A special issue of Pharmaceutics (ISSN 1999-4923). This special issue belongs to the section "Physical Pharmacy and Formulation".

Deadline for manuscript submissions: closed (20 April 2022) | Viewed by 20126

Special Issue Editors

Prof. Dr. Naír Rodríguez-Hornedo

E-Mail Website
Guest Editor
University of Michigan, Ann Arbor, Ann Arbor, United States
Prof. Dr. Dea Herrera-Ruíz

E-Mail Website
Guest Editor
Universidad Autonoma del Estado de Morelos, Cuernavaca, Morelos, Mexico

Special Issue Information

Dear Colleagues,

We are delighted to present this Special Issue on “Stability and Dissolution Behavior of Pharmaceutical Cocrystals”.

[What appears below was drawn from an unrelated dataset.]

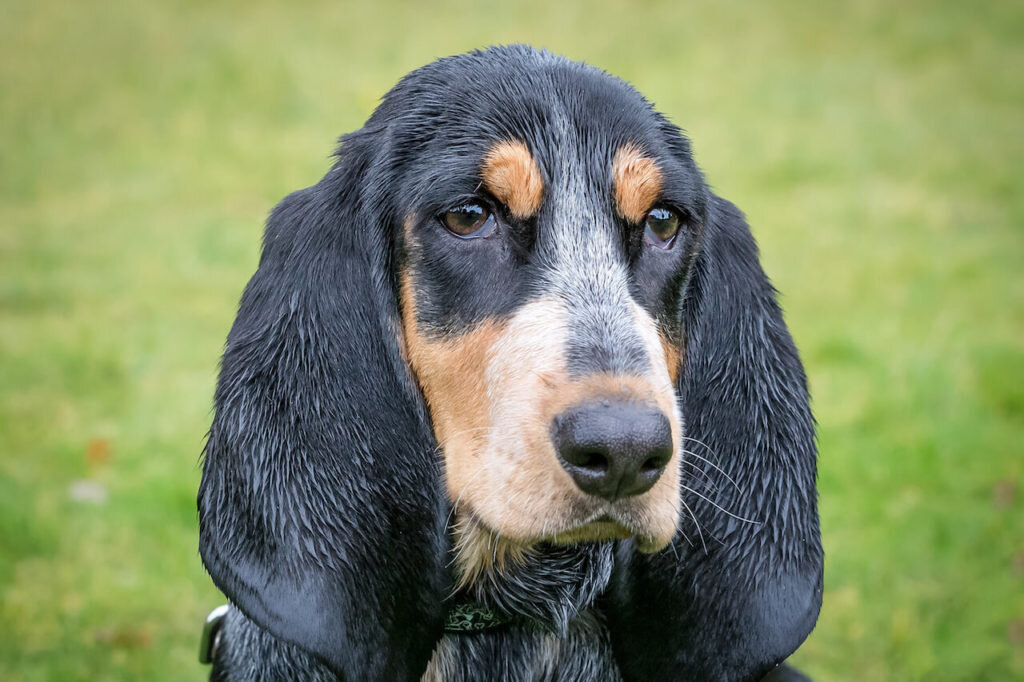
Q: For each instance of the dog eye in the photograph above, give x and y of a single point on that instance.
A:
(660, 226)
(469, 220)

Oral drug administration is not feasible for many life-saving medicines due to poor aqueous solubility. Cocrystals have emerged as a technology platform to enhance the aqueous solubility and bioavailability of orally administered drugs. Investigations concerning design and functional characterization of pharmaceutical cocrystals have rapidly increased in the last decade. Despite significant advances in cocrystal discovery, their translation into pharmaceutical products has been limited by their unpredictable dissolution behavior due to conversion to less soluble forms of the drug. Such conversions lead to erratic product behavior, nullify the cocrystal solubility advantage, and present difficulties in establishing in vitro–in vivo correlations that lead to optimal drug delivery. This problem has been addressed by empirical approaches on a case-by-case basis, and there is a need for conceptual designs of cocrystal delivery systems. Since the clinical benefits of cocrystals often depend on the kinetics of drug supersaturation and nucleation, there is a critical need to understand the dissolution, drug supersaturation and precipitation processes. As supersaturating drug delivery systems, cocrystals require formulation additives that generate kinetically sustainable supersaturations to dissolve the drug dose.

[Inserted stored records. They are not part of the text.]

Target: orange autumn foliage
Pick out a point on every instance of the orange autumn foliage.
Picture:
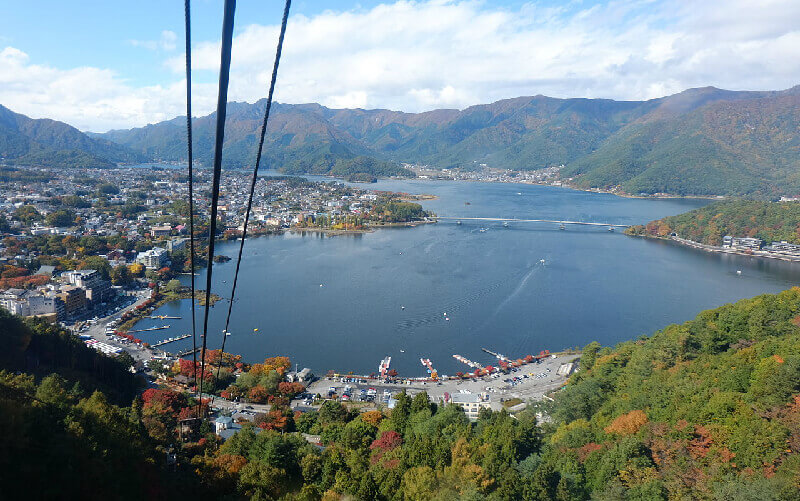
(372, 417)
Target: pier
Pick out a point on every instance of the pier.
(188, 351)
(513, 220)
(463, 360)
(171, 340)
(149, 329)
(497, 355)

This issue aims to advance our current understanding of cocrystal stability and dissolution and provide meaningful cocrystal characterization methods to assess the influence of formulation additives on cocrystal thermodynamic stability and risk of phase conversion during dissolution process. We welcome contributions that deepen our knowledge of cocrystal dissolution mechanisms, approaches to control drug supersaturation, criteria for formulation additive selection, cocrystal to drug conversion pathways, methodologies for thermodynamic and kinetic characterization, and cocrystal property–function relationships including cocrystalline salts and polymorphs, among other relevant topics.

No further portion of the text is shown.